In [1]:
from sklearn import linear_model
from sklearn.model_selection import cross_val_score
import numpy as np
import pandas as pd
import math
import random

In [2]:
base_elo = 1600
teams_elo = {} 
teams_stat = {}
X = []
y = []
folder = 'data' 

In [3]:
def initialize_data(miscellaneous_stat, opponent_stat, team_stat):
    temp_miscellaneous_stat = miscellaneous_stat.drop(['Rk', 'Arena'], axis=1)
    temp_opponent_stat = opponent_stat.drop(['Rk', 'G', 'MP'], axis=1)
    temp_team_stat = team_stat.drop(['Rk', 'G', 'MP'], axis=1)

    temp_teams_stat = pd.merge(temp_miscellaneous_stat, temp_opponent_stat, how='left', on='Team')
    temp_teams_stat = pd.merge(temp_teams_stat, temp_team_stat, how='left', on='Team')
    return temp_teams_stat.set_index('Team', inplace=False, drop=True) 

In [4]:
def get_elo(team):
    try:
        return teams_elo[team]
    except:
        teams_elo[team] = base_elo
        return teams_elo[team]

In [5]:
def calculate_elo(win_team, lose_team):
    win_team_elo = get_elo(win_team)
    lose_team_elo = get_elo(lose_team)

    win_team_expected = 1 / (1 + math.pow(10, (lose_team_elo - win_team_elo) / 400))
    lose_team_expected = 1 / (1 + math.pow(10, (win_team_elo - lose_team_elo) / 400))
    
    if win_team_elo < 2100:
        k = 32
    elif win_team_elo >= 2100 and win_team_elo < 2400:
        k = 24
    else:
        k = 16
    
    win_team_elo = round(win_team_elo + (k * (1 - win_team_expected)))      
    lose_team_elo = round(lose_team_elo + (k * (0 - lose_team_expected)))
    return win_team_elo, lose_team_elo

In [6]:
def  build_data_set(datas):
    print("正在建立數據集...")
    X = []
    for index, row in datas.iterrows():

        win_team = row['WTeam']
        lose_team = row['LTeam']

        win_team_elo = get_elo(win_team)
        lose_team_elo = get_elo(lose_team)

        if row['WLoc'] == 'H':
            win_team_elo += 100
        else:
            lose_team_elo += 100

        win_team_features = [win_team_elo]
        lose_team_features = [lose_team_elo]

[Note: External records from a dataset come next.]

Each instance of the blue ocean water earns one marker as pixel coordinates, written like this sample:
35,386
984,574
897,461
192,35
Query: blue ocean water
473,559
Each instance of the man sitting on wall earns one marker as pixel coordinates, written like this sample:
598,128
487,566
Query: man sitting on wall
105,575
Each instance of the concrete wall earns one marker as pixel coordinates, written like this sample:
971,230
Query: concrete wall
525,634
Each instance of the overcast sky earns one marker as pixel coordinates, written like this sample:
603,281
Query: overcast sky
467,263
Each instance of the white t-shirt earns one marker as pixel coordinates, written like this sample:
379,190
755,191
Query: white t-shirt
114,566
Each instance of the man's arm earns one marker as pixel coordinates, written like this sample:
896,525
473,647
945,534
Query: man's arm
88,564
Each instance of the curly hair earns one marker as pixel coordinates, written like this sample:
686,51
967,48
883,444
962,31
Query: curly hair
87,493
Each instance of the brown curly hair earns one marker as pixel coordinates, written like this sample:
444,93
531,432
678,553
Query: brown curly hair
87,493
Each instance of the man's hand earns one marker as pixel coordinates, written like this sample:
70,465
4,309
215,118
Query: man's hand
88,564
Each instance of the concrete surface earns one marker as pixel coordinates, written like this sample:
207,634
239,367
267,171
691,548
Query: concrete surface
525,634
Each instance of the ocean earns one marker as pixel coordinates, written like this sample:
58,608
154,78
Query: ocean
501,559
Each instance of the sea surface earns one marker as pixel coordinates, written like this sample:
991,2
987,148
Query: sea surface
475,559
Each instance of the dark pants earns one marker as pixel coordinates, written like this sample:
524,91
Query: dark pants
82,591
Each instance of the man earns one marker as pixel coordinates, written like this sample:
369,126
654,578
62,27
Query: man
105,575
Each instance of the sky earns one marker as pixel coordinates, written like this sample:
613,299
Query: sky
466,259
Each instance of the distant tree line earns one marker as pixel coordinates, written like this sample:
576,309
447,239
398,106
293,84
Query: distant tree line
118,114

        for key, value in teams_stat.loc[win_team].iteritems():
            win_team_features.append(value)
        for key, value in teams_stat.loc[lose_team].iteritems():
            lose_team_features.append(value)

        # 使y服从伯努利分布
        if random.random() > 0.5:
            X.append(win_team_features + lose_team_features)
            y.append(0)
        else:
            X.append(lose_team_features + win_team_features)
            y.append(1)

        temp_win_team_elo, temp_lose_team_elo = calculate_elo(win_team, lose_team)
        teams_elo[win_team] = temp_win_team_elo
        teams_elo[lose_team] = temp_lose_team_elo

    return np.nan_to_num(X), y

In [7]:
def predict_winner(visit_team, home_team, model):
    features = []

    features.append(get_elo(visit_team))
    for key, value in teams_stat.loc[visit_team].iteritems():
        features.append(value)

    features.append(get_elo(home_team) + 100)
    for key, value in teams_stat.loc[home_team].iteritems():
        features.append(value)

    features = np.nan_to_num(features)
    return model.predict_proba([features])

In [8]:
if __name__ == '__main__':
    miscellaneous_stat = pd.read_csv(folder + '/17-18_Miscellaneous_Stat.csv')
    opponent_stat = pd.read_csv(folder + '/17-18_Opponent_Per_Game_Stat.csv')
    team_stat = pd.read_csv(folder + '/17-18_Team_Per_Game_Stat.csv')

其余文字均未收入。